“Watch your language,” he bites out. “And if the girl doesn’t want anything, then thank your Irish luck and drop it.”
“It’s my fault this girl is injured. I was waiting for Brian to call. He texted that he needed to talk to me.”
A heavy sigh comes through the phone. “I’m being paged. We’ll talk about your brother later. Leave it alone, Reagan. And if she calls looking for a payout let me know immediately. I’ll have to get Henry involved.”
My family’s lawyer. Less than a moment later, the call drops.
I pull in the empty trash cans from the curb, make my way up the front steps.
Dallas’s parents bought him this monster of a house our freshman year. Our school doesn’t have dorm restrictions due to the lack of on-campus housing available. You would think he’d be stoked to live on a private beach next door to movie stars and pro athletes. I mean, who wouldn’t, right? Dallas, that’s who. He was always crashing on the couch in the apartment I shared with the Peterman twins.
It took us a while to get it out of him, but he eventually admitted that he hated living alone. Once he did, we all moved in with him. Seemed stupid to let the house go to waste.
The front door opens and a tall brunette I vaguely recognize from the girls’ volleyball team steps out.
“Hi, Reagan.”
“Hi,” I say to the tall chick whose name I can’t remember.
Avoiding eye contact, she ducks her head and walks past me when she sees me checking out the stains on her neck, arms, and clothes. This has Dallas written all over it.
To put it bluntly, Dallas Van Zant is the team’s resident fuckup. He also happens to be my best friend, has been since our freshman year when we beat USC by three goals scored by the two of us. From that day forth we were known as Thunder and Lightning, and like thunder and lightning we became inseparable.
Also like thunder and lightning, Dallas and I are profoundly different. I’m a straight-up team player, doing everything by the book, while D just likes to play. Being on this team is a means to an end for him. And that end is to accrue all the glory and the fun of being on a championship winning team without any of the responsibility. If he didn’t have such mad skills, Coach would’ve kicked him off years ago. Not that I blame him. Responsibility is for chumps like me.
I walk into the kitchen to find D naked, with his back to me. He’s focused on scrubbing the marble countertop. He’s also, I note, covered in the same shit-colored stains as the girl who left.
“Do I wanna know what happened here?” I ask, dropping my backpack at the threshold and tossing the keys on the counter.
“Karen and I made a Nutella sandwich,” he says, throwing a wad of dirty paper towels in the trash. He swipes a pair of basketball shorts off the kitchen floor and steps into them.

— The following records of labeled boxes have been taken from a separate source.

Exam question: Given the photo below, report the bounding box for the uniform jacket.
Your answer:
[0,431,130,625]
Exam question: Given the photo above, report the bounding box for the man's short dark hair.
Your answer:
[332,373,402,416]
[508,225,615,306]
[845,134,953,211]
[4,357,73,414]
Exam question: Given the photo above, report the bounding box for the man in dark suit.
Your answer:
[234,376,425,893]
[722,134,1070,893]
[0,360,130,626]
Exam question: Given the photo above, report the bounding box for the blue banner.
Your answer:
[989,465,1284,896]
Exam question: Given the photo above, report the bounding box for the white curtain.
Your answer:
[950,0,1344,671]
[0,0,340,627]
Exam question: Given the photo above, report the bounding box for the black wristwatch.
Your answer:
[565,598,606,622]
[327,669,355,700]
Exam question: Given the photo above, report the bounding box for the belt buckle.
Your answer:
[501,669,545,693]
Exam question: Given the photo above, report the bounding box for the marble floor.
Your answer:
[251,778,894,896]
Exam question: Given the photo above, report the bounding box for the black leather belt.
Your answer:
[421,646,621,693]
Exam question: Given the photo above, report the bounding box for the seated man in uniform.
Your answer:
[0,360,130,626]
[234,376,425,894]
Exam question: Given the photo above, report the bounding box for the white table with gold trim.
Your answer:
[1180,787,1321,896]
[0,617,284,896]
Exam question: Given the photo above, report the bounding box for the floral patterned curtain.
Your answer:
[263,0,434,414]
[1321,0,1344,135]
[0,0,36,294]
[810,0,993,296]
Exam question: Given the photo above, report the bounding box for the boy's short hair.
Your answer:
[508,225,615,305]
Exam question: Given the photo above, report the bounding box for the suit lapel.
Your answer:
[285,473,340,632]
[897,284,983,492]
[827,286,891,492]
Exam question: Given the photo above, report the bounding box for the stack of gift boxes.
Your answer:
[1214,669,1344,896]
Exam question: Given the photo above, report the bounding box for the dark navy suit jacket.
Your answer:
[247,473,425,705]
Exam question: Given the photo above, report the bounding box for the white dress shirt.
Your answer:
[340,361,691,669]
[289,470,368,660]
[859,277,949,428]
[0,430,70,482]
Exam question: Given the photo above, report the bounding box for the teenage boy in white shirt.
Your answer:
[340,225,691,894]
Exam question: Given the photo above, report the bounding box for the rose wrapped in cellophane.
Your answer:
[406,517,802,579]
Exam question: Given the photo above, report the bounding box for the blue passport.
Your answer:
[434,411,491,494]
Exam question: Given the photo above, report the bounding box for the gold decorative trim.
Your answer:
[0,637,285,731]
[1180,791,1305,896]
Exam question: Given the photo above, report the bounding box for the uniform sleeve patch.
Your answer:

“You missed some on the refrigerator.”
“Where?” he says, glancing up to inspect the stainless steel behemoth. Four athletes live in this house and growing boys need to store a lot of food. I motion to the spots and he grabs a handful of clean paper towels and starts wiping.
I slip onto the counter stool, rake my hands through my hair, and press the heels into my eye sockets. The pressure’s been building since I dropped off Alice Bailey at her dorm. “Did you get any on the bread?”
“Yeah, no bread. We were the sandwich––” He glances up with a sly grin. “Very slimy, dude. No recommendo, amigo.”
The instant he catches sight of my expression he stops cleaning and gives me his full attention. “Who stepped on your nuts?”
I need sustenance for this conversation so I get up, grab two Coronas from the refrigerator, hand him one. He’ll tell me if I should be worried.
Despite the cavalier attitude, Dallas possesses an uncanny ability to read people. He’s strangely intuitive about their character and has never steered me wrong. It took me three years to see past Jordan’s bullshit. It took Dallas ten minutes of speaking to her. I don’t know if this talent is a consequence of what his parents put him through, and from what I’ve heard it was pretty bad, or it comes naturally. Regardless, he has it in spades.
I pop the top off my beer, lean back against the counter, and exhale tiredly. “I screwed up today.”
“Welcome to my life.”
“I was driving down Severson after practice and I glanced at my phone for a split second, thinking it was Brian calling––it wasn’t, by the way, it was Jordan. And I almost ran someone over.”
Looking unfazed, Dall takes a long pull of his beer. “Who?”
“New girl. Alice Bailey. A film major.” A smile tugs my lips away from the edge of the bottle at the memory of the glare she aimed at me when I asked to see her cameras.